Normalization
Extracting Salary Data from Job Descriptions
CleanJobData Engineering
Salary transparency is becoming the law in many regions, but the data is still often provided in unstructured text blocks.
The Challenge
Salary information can appear in many formats:
- "$120,000 - $150,000 per year"
- "£50k - £70k"
- "Up to $200/hr"
- "Competitive salary + equity"
Our Extraction Pipeline
We use a combination of source-specific metadata and advanced regex patterns to extract structured pay data.

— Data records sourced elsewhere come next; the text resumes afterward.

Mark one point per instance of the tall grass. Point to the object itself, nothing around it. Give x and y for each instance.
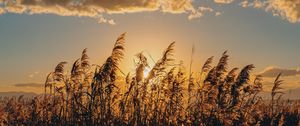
(97, 95)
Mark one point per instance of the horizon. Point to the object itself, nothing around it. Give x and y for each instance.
(35, 40)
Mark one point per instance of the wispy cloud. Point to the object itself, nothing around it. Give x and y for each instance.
(223, 1)
(287, 9)
(36, 85)
(94, 8)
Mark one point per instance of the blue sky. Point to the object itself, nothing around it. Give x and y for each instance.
(32, 44)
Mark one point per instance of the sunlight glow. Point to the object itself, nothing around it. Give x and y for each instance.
(146, 72)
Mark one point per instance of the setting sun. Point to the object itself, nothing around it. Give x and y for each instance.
(149, 62)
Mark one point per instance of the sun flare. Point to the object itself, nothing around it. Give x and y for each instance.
(146, 72)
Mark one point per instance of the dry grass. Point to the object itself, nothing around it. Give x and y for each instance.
(90, 95)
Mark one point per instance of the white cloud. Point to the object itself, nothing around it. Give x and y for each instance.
(199, 12)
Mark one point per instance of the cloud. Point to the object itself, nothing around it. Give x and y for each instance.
(223, 1)
(218, 13)
(287, 9)
(94, 8)
(36, 85)
(199, 12)
(274, 71)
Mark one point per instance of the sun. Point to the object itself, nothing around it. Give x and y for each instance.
(146, 72)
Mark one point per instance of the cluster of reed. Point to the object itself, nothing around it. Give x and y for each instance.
(97, 95)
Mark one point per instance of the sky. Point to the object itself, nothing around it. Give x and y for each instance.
(35, 35)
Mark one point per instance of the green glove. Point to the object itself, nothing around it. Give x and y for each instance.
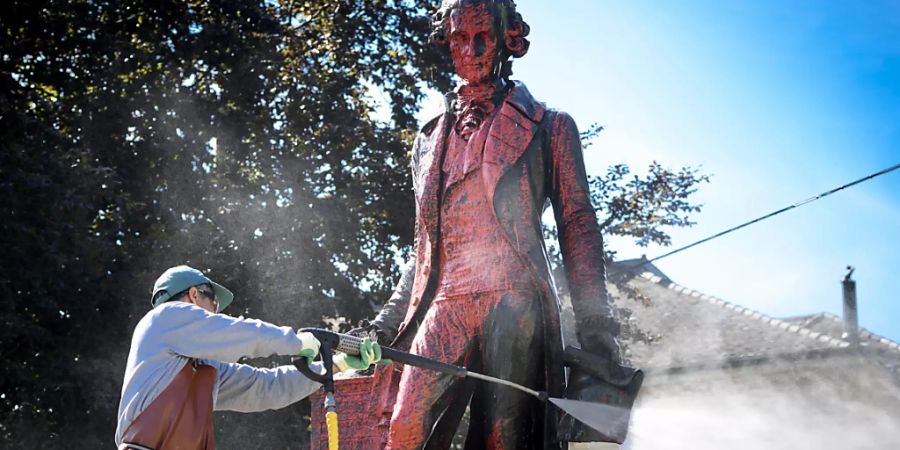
(369, 353)
(310, 345)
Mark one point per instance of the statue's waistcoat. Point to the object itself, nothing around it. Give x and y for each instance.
(516, 205)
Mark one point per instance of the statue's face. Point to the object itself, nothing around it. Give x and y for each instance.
(473, 43)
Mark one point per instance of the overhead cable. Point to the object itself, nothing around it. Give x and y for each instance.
(774, 213)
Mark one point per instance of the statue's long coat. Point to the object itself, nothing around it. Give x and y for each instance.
(532, 158)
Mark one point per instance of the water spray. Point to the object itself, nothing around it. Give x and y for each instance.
(615, 384)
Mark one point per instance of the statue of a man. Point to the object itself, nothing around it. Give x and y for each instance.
(479, 292)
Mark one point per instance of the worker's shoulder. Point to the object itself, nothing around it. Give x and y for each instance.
(170, 311)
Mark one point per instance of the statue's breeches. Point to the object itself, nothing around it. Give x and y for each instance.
(498, 333)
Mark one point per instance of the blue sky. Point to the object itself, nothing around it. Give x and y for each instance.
(778, 101)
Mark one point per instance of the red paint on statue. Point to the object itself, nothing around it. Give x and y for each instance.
(481, 294)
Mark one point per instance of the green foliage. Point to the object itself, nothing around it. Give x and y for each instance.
(642, 208)
(244, 138)
(247, 139)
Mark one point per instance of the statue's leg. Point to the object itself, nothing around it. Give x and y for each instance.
(424, 394)
(513, 350)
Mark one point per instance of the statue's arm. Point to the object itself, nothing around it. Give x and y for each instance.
(388, 320)
(580, 241)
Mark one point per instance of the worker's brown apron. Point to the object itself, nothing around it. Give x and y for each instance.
(181, 417)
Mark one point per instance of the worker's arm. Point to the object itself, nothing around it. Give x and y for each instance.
(191, 331)
(246, 388)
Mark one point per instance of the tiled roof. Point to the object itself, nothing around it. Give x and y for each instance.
(827, 323)
(682, 327)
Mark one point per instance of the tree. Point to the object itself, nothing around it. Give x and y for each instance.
(245, 138)
(642, 208)
(240, 137)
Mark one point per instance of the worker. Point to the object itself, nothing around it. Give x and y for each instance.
(183, 365)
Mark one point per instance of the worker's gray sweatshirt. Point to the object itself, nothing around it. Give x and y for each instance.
(174, 333)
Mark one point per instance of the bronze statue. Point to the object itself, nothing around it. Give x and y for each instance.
(479, 292)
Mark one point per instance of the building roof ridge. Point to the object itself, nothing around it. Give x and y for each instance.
(781, 324)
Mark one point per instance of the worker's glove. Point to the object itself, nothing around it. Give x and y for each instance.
(369, 353)
(310, 345)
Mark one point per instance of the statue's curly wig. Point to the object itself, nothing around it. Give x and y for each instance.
(512, 30)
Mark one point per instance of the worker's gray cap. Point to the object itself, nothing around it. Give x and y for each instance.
(181, 278)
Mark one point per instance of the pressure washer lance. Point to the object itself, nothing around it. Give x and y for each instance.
(595, 415)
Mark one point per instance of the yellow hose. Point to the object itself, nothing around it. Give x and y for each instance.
(331, 424)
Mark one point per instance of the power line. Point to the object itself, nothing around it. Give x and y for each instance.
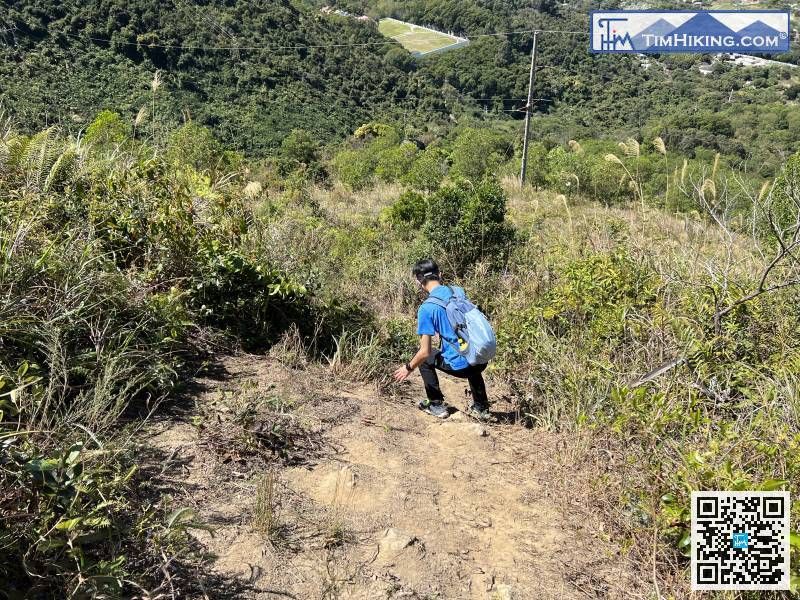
(296, 46)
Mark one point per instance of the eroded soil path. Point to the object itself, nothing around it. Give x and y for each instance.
(380, 500)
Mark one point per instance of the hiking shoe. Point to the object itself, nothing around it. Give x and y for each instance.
(438, 410)
(479, 412)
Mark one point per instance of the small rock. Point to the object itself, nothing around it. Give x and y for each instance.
(393, 542)
(478, 430)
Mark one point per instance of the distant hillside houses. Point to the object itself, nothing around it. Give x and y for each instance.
(329, 10)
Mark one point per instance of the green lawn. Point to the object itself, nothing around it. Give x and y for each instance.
(414, 38)
(393, 27)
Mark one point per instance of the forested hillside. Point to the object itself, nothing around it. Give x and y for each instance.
(65, 61)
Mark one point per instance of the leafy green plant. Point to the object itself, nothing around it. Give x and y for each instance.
(407, 211)
(465, 223)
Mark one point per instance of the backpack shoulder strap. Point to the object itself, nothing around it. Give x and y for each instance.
(457, 292)
(436, 301)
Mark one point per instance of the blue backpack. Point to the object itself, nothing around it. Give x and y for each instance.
(475, 337)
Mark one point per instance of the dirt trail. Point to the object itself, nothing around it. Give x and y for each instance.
(397, 504)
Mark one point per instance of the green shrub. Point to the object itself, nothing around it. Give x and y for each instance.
(602, 290)
(407, 211)
(428, 170)
(232, 291)
(465, 224)
(355, 168)
(194, 145)
(395, 162)
(479, 152)
(108, 130)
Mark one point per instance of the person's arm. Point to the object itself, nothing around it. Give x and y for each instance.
(420, 357)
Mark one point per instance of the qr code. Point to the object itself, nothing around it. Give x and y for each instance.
(740, 540)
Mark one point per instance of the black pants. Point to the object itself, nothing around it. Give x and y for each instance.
(472, 373)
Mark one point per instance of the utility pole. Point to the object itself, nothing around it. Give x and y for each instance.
(528, 108)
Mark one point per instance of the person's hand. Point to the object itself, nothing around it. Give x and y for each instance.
(401, 373)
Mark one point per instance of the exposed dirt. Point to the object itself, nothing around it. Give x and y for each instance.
(383, 501)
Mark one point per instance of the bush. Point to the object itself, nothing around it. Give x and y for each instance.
(355, 168)
(194, 145)
(477, 153)
(465, 224)
(107, 131)
(428, 171)
(234, 292)
(396, 162)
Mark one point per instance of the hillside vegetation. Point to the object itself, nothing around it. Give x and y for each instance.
(64, 62)
(666, 343)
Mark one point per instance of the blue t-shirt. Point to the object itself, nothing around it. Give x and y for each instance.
(432, 319)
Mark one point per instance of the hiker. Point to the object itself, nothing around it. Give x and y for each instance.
(435, 317)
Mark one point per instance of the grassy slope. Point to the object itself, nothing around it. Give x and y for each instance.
(162, 255)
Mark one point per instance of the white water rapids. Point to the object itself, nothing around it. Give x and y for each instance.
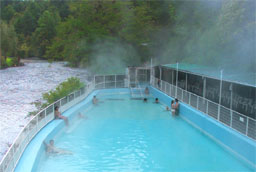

1. Structured Field Detection
Some ATS platforms (like Ashby) provide structured compensation fields. We prioritize these as they are the most accurate.
2. Regex-Based Parsing
For unstructured text, we run a series of patterns to identify:
- Currency symbols ($, £, €, etc.)
- Numeric ranges
- Pay periods (hourly, monthly, annual)
3. Normalization
Once extracted, we normalize the values:
- Annualization: Hourly and monthly rates are converted to annual equivalents for easy comparison.
- Currency Mapping: We identify the ISO currency code.
Using the Data
Our API exposes these as three clean fields:
salary_min: The lower bound of the range.salary_max: The upper bound.salary_currency: The ISO code (e.g., "USD").
This allows you to build powerful filters like "Jobs paying over $100k" without having to parse descriptions yourself.